CirrusSearch dumps for the Norwegian Bokmål Wikipedia link to the Italian Wikipedia
Closed, ResolvedPublic

Description

(Sorry, not sure exactly what tag to use here.)

Someone reported to Wikimedia Norge's Twitter that some records in the CirrusSearch content dumps for the Norwegian Bokmål Wikipedia (nowiki) link to the Italian Wikipedia instead of to nowiki. They included an example in the tweet:

<doc id="1382225" url="https://it.wikipedia.org/wiki?curid=1382225" title="Gunnar Simenstad">

That link is not valid, but if you change it to no the link leads to the correct article. And that's all I know.

Event Timeline

Restricted Application added subscribers: jeblad, Danmichaelo, jhsoby. · View Herald Transcript

@Aklapper Could you please see if these are the right tags for this bug?
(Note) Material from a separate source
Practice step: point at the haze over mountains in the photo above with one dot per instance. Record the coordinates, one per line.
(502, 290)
We'll double check on where the data is going here

We'll double check on where the data is going here

Thanks! As you may see in the Twitter thread, the error was in the file "nowiki-20180910-cirrussearch-content.json.gz", which seems to already have been deleted. I don't know how to check if it's a current issue myself.
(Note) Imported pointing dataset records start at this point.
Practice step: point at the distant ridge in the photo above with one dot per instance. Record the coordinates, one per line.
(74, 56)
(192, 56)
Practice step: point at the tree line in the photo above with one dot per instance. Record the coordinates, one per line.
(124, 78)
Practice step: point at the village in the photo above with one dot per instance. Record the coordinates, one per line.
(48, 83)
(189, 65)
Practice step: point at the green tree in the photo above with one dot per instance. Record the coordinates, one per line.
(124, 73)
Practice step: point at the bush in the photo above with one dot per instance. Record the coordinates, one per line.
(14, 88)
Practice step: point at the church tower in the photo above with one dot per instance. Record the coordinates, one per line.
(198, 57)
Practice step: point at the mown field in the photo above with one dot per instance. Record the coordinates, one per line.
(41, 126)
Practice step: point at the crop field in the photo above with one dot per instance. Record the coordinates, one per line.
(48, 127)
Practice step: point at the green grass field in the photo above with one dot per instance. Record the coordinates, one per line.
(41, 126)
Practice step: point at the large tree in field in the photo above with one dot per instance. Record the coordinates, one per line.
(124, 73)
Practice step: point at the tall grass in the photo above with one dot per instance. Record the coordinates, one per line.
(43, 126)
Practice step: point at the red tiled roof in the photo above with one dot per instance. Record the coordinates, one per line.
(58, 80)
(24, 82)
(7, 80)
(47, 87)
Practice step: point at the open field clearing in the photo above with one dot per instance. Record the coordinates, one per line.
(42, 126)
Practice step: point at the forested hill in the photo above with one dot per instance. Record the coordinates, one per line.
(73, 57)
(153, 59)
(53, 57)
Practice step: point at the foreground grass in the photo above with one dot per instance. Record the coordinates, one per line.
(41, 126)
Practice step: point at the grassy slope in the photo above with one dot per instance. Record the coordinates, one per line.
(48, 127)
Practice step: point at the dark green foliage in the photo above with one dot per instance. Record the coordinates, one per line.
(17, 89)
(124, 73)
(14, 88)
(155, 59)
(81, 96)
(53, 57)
These were being sent to archive.org before, but looks like that stopped in may: https://archive.org/search.php?query=cirrussearch&sort=-publicdate

So sadly i don't seem to have a copy of the 20180910 dump anywhere. I've grabbed the oldest available dump (20180917) and the latest (20181126) and will see if i can find anything related. One curious portion of this report is that the dump is not in XML, and we don't have a url field in the dumps. Will still poke around for something plausibly related

Looking at the dump itself, I can't find anything suspicious. I poked around to figure out what software they were likely using, it seems like: https://github.com/attardi/wikiextractor/blob/master/cirrus-extract.py

Note that this is from the university at pisa, and line 48 hardcodes: urlbase = 'http://it.wikipedia.org/'
Essentially, the script doesn't know how to determine the url from the dumps (it's actually super not obvious, i don't know that we have a public api anywhere that they could use to figure out from the dump filename what url everything belongs to.

This essentially amounts to a bug report for wikiextractor. For the current user to move forward they will need to modify their version of cirrus-extract.py to use the correct urlbase for the file being parsed.

Thank you very much, @EBernhardson, that's some impressive detective work. I'll let the user know!